Since the transcripts were not created by the radio program Memories and Music, we put them in Archeion as items 13 under each episode without an identifier number and created additional links to the transcripts in the Other Notes field. We also included title pages for all of the transcripts stating the name of the interviewee, the radio program, the broadcast date, and who made the transcript with the transcript creation date.
The radio program Memories and Music ended in 1982. While the music may be lost, the memories shared on the program remain as vivid today as the day of their first broadcast. They are also now more accessible to researchers in both digitized audio and typed transcription formats on Archeion.
 I would like to take this opportunity to thank the summer students who worked tirelessly on this project, especially Jenna Guse, Aaron St. Pierre and Heather Wilson. I would also like to thank Archivist Alyssa Gallant for her endless work, Vale Information Retrieval Specialist Rachelle Safronetz for sending copies of some of the missing tapes, Local History Librarian Kristen Bertrand for transferring the records, Manager of Libraries and Heritage Resources Claire Zuliani and Director of Citizen Services Ron Henderson for their continual support and everyone at the Greater Sudbury Public Library for listening to my stories of trying to process these records.
 037-1-1-113, Mary Ivy Reynolds, Memories and Music Fonds, City of Greater Sudbury Archives
 WWII veterans included Dave Cresswell, Arnold Boyd, George Cranmer, Elmer Hildebrand, Gordon Hughes, Matthew Findlay, Maurice Marion, Richard Gallagher, Walter Shklar (Polish Army, captured by Germans September 1939), Jim Vanderbeck, Victor Gomm, Fritz Funk (Prussian Army Veteran; his father was a German Army WWI veteran), Gord Willis, Mel Whittles, Frank Lavigne, Frank “Tiny” O’Connor, Cyril Varney, Tom Kiley, J. Fraser Fields, Fred Pilotte, Ira Thompson, Snell Blake, Jim Gorrie, Alf Pinaud and Frank Ledger.

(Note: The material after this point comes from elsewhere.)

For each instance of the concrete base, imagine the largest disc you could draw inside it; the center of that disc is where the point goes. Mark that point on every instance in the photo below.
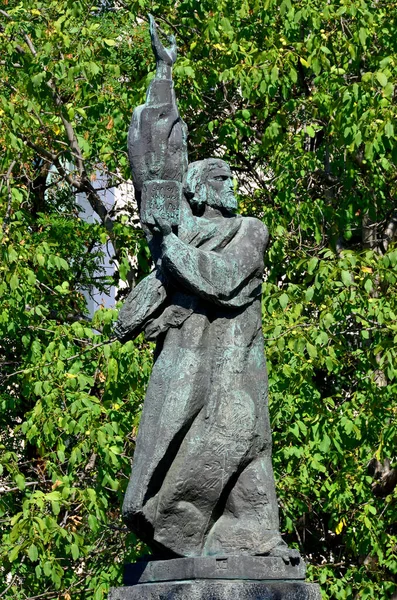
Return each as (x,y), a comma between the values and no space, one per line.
(219,590)
(253,568)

 037-1-1-40, Ted Kucharuk, Memories and Music Fonds, City of Greater Sudbury Archives
 The radio station no longer has any copies of this program.
 Since these tapes were made before the broadcast, the music or commercials were not normally included on the tapes.
 Unfortunately, Vale does not have copies of all of the episodes. They very graciously sent copies of any of the episodes they had to replace those we were missing, but many remain lost.
 Permission has been granted by both Vale (formerly Inco) and Newcap Radio (the current owners of CIGM) to digitize and make Memories and Music available to researchers online. We were also very fortunate to receive a Young Canada Works grant and an Ontario Summer Experience Program grant to hire summer students for this project.
 Audio interfaces are available at most music stores.
 A good quick reference for standard preservation and access digital formats is Archivematica’s Format Policies (Visited, October 17, 2013)
 All of our digital records on Archeion are available to the public to download. Embedded descriptive metadata ensures researchers will know what the digital item is, where it came from, any copyright information, and how to cite it. This also makes ordering higher resolution reproductions easier with the identifier number always with the lower resolution digital copy and also can stop researchers from attempting to donate records back to the archives from where they were originally obtained.
 Actually, we included them as items of items or “sub-items” without identifier numbers or any written descriptions. Since these transcripts are not part of the fonds but where created as a reference tool, it would have been more convenient to include them at the same level beside each item, however, Archeion does not allow more than one ‘digital object’ to be linked to a single description.